# X11 in FreeBSD 12.0  != X11 in FreeBSD 11.2



## hruodr (Jun 21, 2019)

I installed 12.0, and now: fonts are unsharp, xterms are much wider. Cool?

Perhaps someone knows how to get X11 look like it always looked like?

And changing from X11 to consoles with Alt-Fx and back leads to a
black screen or to distorted colours.

I have the impression that 12.0 was not enough tested.

Thanks for any tipp!

UPDATE: I had the samew problem some years ago. Solution for my computer:

`kldload radeonkms.ko`


----------



## shkhln (Jun 21, 2019)

Did you upgrade to 12.0 or is it a clean installation? What is you hardware?



			
				hruodr said:
			
		

> X11 in FreeBSD 12.0 != X11 in FreeBSD 11.2





hruodr said:


> I have the impression that 12.0 was not enough tested.

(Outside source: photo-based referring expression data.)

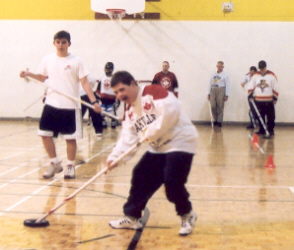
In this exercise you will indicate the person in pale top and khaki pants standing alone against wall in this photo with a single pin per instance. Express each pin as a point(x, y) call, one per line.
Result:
point(218, 93)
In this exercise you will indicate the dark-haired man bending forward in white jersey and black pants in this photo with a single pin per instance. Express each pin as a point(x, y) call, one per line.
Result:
point(154, 113)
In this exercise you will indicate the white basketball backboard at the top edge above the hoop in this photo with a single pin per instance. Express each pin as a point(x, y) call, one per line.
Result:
point(130, 6)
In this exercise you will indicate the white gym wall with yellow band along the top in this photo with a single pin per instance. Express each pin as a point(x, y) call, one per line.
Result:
point(191, 34)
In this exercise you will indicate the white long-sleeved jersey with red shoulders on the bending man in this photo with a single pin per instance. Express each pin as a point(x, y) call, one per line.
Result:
point(157, 115)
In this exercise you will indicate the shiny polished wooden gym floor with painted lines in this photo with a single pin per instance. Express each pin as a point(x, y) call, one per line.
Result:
point(240, 203)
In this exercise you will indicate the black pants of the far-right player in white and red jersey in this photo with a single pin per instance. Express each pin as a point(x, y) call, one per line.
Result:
point(267, 109)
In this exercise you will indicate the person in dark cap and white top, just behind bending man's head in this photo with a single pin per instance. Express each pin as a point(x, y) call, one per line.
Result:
point(106, 94)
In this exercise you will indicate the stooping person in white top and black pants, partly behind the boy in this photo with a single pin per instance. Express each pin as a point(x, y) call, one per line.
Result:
point(96, 117)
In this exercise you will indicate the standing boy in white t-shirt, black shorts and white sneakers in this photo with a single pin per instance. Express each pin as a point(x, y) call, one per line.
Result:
point(61, 115)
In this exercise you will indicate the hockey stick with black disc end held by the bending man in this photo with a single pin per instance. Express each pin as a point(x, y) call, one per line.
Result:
point(41, 222)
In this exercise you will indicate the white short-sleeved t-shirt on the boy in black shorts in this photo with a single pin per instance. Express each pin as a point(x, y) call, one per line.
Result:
point(64, 74)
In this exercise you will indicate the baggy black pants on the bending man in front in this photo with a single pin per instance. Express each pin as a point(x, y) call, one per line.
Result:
point(151, 172)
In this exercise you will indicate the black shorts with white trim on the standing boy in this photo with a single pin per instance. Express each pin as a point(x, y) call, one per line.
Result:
point(66, 122)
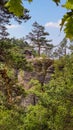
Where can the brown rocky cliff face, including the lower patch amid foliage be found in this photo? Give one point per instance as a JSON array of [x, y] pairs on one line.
[[42, 70]]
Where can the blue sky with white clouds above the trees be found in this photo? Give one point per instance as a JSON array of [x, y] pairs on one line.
[[47, 14]]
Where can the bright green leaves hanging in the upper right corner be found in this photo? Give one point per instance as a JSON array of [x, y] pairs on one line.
[[67, 19]]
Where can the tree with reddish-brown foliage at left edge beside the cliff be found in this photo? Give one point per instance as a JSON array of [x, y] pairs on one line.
[[9, 87]]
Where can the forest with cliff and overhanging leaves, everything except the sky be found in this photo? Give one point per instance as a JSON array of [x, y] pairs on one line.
[[36, 76]]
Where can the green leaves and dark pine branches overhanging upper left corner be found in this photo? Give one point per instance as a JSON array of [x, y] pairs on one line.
[[7, 13]]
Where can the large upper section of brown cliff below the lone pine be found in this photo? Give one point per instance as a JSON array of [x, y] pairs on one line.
[[41, 72]]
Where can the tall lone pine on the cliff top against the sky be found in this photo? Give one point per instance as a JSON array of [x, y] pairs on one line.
[[38, 38]]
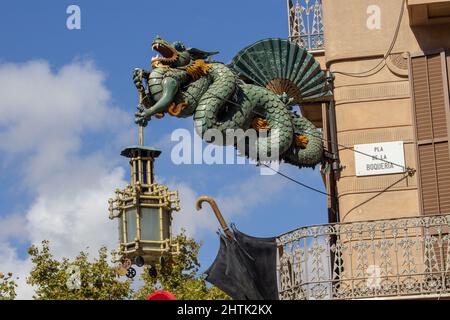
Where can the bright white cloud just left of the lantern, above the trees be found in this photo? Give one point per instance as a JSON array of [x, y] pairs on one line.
[[76, 219]]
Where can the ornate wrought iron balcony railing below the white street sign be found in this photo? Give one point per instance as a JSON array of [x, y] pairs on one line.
[[402, 257]]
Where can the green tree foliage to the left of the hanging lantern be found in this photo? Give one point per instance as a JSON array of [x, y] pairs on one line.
[[79, 279]]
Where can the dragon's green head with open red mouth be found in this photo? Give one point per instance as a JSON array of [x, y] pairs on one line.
[[176, 54]]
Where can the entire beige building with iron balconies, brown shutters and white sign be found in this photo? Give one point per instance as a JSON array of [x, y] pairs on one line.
[[387, 131]]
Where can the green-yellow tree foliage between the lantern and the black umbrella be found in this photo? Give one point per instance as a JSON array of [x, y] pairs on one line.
[[181, 276]]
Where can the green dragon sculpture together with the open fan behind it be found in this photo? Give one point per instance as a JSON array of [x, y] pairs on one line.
[[258, 89]]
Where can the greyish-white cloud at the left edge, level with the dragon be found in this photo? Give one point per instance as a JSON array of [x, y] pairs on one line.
[[36, 104]]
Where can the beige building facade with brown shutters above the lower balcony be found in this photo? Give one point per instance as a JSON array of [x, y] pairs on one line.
[[390, 63]]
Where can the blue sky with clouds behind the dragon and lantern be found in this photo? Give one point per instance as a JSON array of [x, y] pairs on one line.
[[115, 37]]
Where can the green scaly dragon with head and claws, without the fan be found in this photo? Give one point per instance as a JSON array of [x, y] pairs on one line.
[[183, 84]]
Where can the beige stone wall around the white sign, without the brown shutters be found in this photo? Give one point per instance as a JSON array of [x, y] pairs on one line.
[[376, 107]]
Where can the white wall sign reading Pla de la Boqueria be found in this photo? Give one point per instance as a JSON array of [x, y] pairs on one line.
[[387, 151]]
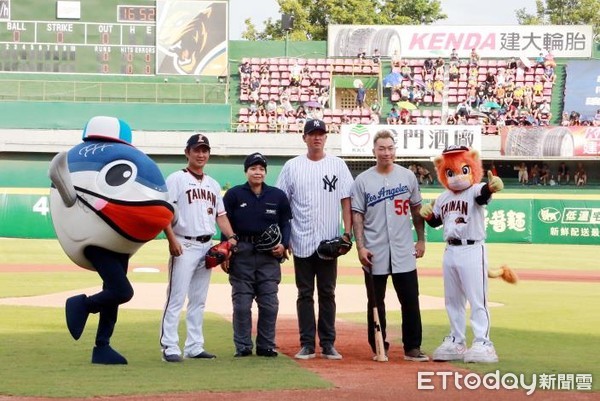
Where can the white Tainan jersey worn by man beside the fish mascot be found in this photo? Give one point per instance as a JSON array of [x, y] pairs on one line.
[[198, 203]]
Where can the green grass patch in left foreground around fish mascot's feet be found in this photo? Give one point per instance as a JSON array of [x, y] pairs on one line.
[[40, 359]]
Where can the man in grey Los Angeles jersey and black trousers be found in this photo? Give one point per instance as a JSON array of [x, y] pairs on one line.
[[384, 198]]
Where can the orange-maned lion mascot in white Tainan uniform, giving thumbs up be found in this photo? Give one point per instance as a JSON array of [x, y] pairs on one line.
[[461, 211]]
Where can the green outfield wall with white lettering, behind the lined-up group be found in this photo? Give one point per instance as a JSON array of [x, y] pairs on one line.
[[25, 213]]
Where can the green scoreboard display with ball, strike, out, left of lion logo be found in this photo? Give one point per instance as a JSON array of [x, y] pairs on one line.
[[125, 45]]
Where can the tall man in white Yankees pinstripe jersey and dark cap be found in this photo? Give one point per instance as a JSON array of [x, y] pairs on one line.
[[318, 186]]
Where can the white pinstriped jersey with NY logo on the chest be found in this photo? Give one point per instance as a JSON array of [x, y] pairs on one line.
[[315, 189]]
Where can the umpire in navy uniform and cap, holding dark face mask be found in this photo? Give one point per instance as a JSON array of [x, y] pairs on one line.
[[255, 274]]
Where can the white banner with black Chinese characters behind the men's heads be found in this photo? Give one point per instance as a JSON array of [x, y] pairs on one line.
[[411, 140]]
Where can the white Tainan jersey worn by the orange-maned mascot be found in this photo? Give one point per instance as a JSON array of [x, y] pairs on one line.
[[462, 216]]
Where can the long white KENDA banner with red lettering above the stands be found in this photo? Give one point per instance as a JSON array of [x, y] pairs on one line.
[[572, 41]]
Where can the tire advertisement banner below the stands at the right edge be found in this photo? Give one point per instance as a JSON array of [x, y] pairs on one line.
[[538, 142]]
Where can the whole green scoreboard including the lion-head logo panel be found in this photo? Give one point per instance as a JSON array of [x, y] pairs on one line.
[[141, 37]]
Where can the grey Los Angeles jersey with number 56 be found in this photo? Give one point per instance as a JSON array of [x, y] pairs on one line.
[[385, 201]]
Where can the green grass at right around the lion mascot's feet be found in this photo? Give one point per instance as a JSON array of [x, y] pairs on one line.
[[543, 327]]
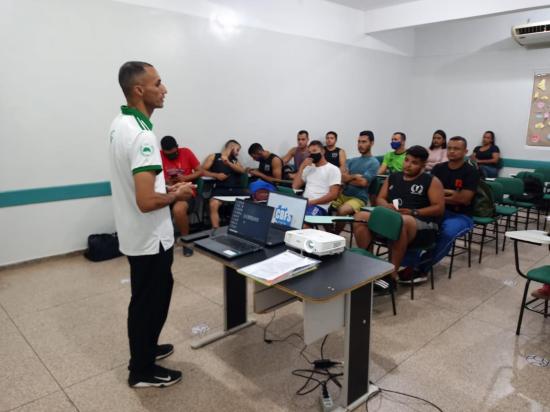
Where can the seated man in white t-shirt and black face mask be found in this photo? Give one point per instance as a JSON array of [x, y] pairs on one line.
[[322, 180]]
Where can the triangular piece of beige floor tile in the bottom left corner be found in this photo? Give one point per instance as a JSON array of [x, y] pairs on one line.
[[23, 378]]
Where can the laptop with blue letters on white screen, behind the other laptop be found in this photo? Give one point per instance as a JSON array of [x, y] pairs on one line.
[[288, 215]]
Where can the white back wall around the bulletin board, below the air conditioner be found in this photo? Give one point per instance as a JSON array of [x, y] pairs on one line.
[[471, 76]]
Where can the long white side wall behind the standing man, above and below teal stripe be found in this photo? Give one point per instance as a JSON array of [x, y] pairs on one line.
[[60, 94]]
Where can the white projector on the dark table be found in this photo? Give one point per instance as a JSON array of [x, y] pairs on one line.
[[316, 242]]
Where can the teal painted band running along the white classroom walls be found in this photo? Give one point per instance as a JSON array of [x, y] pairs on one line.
[[98, 189]]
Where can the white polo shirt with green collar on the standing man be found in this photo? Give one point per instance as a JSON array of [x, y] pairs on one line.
[[133, 148]]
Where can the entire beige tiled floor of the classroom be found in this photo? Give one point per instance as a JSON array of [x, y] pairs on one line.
[[63, 344]]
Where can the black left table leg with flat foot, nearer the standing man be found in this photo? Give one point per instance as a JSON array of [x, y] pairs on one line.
[[235, 308]]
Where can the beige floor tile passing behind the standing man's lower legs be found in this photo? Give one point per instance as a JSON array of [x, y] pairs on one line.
[[82, 339]]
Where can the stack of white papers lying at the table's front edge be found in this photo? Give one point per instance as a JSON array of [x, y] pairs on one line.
[[280, 267]]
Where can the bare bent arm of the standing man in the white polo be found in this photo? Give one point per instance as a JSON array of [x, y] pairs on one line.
[[148, 200]]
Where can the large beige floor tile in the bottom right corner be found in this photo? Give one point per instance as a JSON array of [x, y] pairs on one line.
[[486, 370]]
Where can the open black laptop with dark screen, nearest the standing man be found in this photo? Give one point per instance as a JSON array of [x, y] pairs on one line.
[[247, 231]]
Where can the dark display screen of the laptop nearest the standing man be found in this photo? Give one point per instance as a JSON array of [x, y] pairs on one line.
[[250, 220]]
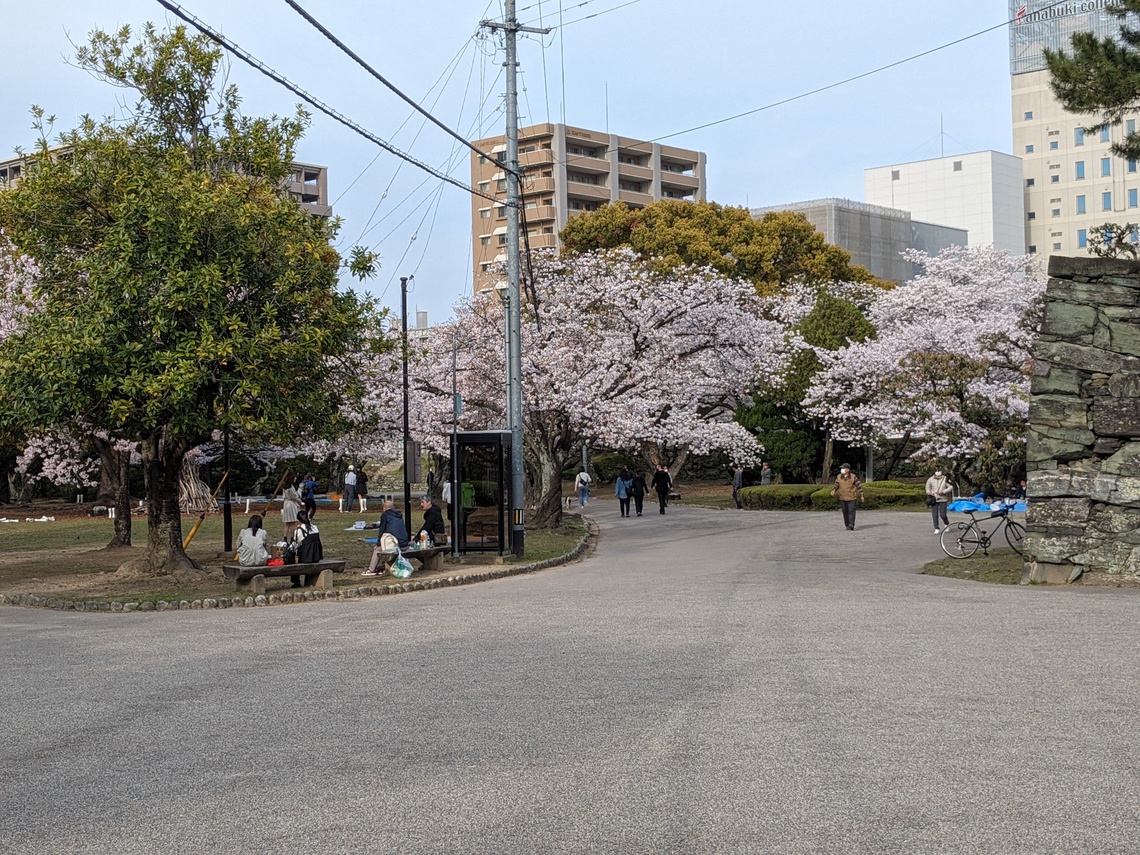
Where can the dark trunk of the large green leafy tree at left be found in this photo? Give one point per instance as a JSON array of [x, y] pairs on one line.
[[162, 465]]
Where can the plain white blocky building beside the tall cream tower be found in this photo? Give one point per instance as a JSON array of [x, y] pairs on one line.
[[981, 192]]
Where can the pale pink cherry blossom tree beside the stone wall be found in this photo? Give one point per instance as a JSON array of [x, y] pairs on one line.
[[949, 365]]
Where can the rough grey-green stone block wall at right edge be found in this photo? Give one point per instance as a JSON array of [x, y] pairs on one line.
[[1084, 455]]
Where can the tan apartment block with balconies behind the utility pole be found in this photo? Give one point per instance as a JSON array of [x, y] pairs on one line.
[[566, 172]]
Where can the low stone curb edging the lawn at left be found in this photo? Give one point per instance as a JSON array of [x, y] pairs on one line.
[[31, 601]]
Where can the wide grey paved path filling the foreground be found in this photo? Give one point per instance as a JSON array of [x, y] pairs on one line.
[[709, 682]]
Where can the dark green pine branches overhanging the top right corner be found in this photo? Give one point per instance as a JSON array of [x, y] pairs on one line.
[[1103, 76]]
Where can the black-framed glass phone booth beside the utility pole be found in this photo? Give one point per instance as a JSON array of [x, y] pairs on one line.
[[483, 463]]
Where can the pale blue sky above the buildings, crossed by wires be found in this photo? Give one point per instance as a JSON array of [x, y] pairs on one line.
[[648, 70]]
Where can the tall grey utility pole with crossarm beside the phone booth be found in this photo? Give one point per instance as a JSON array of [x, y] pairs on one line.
[[511, 29]]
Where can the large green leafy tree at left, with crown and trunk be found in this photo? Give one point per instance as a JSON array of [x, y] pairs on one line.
[[181, 291]]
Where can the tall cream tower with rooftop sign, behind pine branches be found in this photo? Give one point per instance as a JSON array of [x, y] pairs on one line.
[[1072, 182]]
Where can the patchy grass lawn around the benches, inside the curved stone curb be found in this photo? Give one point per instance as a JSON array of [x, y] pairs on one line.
[[67, 559]]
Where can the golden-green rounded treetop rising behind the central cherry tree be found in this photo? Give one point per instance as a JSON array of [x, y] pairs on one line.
[[780, 248]]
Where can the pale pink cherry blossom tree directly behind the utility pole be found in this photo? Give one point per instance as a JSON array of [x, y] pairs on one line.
[[613, 352]]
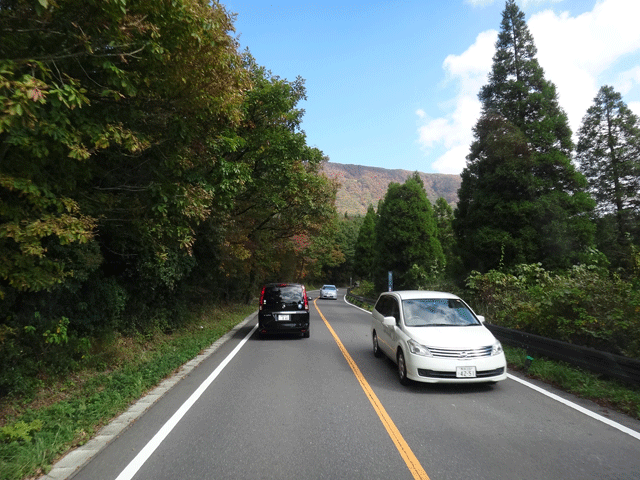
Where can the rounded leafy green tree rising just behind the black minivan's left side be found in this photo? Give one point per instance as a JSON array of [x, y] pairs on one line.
[[281, 192]]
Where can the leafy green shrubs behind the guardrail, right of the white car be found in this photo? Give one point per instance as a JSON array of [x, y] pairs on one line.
[[581, 306]]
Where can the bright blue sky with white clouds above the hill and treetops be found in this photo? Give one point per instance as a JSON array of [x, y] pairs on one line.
[[394, 84]]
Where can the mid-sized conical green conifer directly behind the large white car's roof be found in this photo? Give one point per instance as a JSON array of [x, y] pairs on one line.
[[406, 235]]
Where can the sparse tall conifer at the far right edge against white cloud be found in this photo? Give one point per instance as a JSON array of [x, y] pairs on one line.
[[609, 156]]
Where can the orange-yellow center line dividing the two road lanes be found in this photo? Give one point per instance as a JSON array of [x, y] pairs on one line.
[[405, 451]]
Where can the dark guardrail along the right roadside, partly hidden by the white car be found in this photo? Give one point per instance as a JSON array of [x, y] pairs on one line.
[[615, 366]]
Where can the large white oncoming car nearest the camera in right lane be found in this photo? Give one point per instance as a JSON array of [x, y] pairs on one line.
[[435, 337]]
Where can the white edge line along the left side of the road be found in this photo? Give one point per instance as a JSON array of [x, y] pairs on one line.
[[157, 439]]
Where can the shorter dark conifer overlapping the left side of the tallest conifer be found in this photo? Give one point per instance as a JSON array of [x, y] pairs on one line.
[[494, 215]]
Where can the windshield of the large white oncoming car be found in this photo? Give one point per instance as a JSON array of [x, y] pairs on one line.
[[437, 312]]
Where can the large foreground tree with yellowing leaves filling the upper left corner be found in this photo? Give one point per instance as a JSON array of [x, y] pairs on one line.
[[111, 114]]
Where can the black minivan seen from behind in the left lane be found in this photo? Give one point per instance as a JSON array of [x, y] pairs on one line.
[[284, 308]]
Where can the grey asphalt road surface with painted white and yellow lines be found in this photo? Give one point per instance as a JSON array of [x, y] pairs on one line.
[[324, 407]]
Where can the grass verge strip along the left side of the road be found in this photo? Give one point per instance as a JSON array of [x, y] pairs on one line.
[[67, 412]]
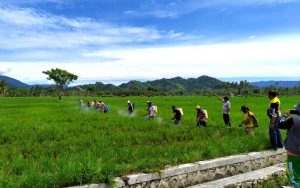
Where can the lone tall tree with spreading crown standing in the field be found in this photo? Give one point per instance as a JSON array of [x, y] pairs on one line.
[[62, 78]]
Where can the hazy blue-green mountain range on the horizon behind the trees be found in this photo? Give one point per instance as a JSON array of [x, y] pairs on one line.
[[177, 83]]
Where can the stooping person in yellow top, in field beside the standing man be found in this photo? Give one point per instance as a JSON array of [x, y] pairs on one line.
[[249, 120]]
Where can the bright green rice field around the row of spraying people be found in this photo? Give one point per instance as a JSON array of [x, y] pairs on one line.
[[45, 142]]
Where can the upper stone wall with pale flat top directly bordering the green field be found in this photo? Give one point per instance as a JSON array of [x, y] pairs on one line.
[[199, 172]]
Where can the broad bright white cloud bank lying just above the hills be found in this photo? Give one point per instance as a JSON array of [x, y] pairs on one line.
[[276, 56]]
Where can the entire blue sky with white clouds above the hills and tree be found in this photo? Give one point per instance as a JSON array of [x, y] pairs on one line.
[[119, 40]]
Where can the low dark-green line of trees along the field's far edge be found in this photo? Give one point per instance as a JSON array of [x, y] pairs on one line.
[[242, 88]]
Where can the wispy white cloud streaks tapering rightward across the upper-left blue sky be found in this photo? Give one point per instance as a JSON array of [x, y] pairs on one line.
[[27, 28]]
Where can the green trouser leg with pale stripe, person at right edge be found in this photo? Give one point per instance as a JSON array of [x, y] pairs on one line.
[[293, 170]]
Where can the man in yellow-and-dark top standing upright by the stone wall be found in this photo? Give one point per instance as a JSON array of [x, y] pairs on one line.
[[274, 112]]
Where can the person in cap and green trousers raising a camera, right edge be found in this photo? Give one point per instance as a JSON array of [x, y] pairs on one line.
[[292, 144]]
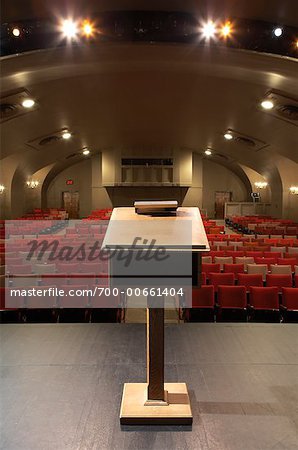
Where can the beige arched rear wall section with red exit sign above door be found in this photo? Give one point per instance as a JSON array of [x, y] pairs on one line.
[[81, 175]]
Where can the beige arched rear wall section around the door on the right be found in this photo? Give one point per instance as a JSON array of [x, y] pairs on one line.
[[219, 178]]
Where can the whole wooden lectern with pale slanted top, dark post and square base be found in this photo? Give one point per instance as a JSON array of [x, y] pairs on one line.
[[182, 237]]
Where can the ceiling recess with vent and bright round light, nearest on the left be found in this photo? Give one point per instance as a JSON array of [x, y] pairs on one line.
[[11, 105]]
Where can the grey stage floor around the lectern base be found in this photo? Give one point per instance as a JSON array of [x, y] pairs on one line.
[[61, 386]]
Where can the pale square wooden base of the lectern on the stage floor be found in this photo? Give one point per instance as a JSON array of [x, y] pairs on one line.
[[134, 411]]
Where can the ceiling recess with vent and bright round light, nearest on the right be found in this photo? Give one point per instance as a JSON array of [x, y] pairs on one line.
[[285, 107]]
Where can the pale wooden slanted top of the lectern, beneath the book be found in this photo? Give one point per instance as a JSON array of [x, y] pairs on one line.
[[182, 231]]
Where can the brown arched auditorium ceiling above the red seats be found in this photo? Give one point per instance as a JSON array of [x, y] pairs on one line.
[[140, 96]]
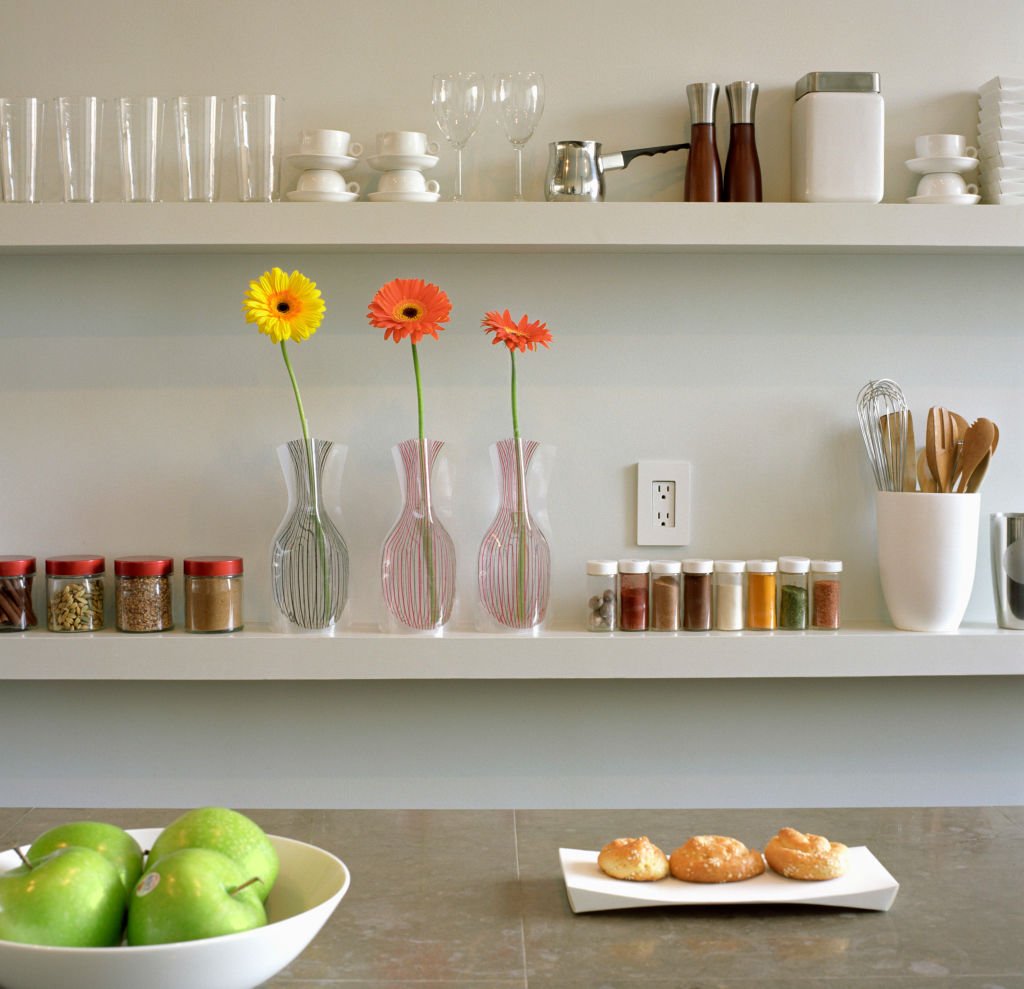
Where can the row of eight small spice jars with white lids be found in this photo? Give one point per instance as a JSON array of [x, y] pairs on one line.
[[793, 593]]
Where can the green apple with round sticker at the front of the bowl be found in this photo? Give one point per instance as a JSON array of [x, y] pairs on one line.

Yes, it's absolutely the same X11. No, X11 wasn't tested specifically for 12.0 release, it's not a part of the base system.


----------



## hruodr (Jun 21, 2019)

Installed in a new CD, because I wanted to keep the 11.2 installation.

Indeed nothing new: old problems that I brought years ago to the forum. The solution for me:

`pkg install xf86-video-ati-legacy`

It is work for some hours to tune the system until I can work with it.


----------



## Beastie (Jun 22, 2019)

So you're still using the old drivers. Have you tried installing the new ones (graphics/drm-kmod)?



hruodr said:


> I installed 12.0, and now: fonts are unsharp, xterms are much wider. Cool?


Vesa?



hruodr said:


> I have the impression that 12.0 was not enough tested.


Unrelated to FreeBSD. Xorg is third-party software and not dependent on any particular FreeBSD version. That's the case for the entire ports tree actually, not just Xorg. And the separation only _increased_ lately with the new KMS drivers.


----------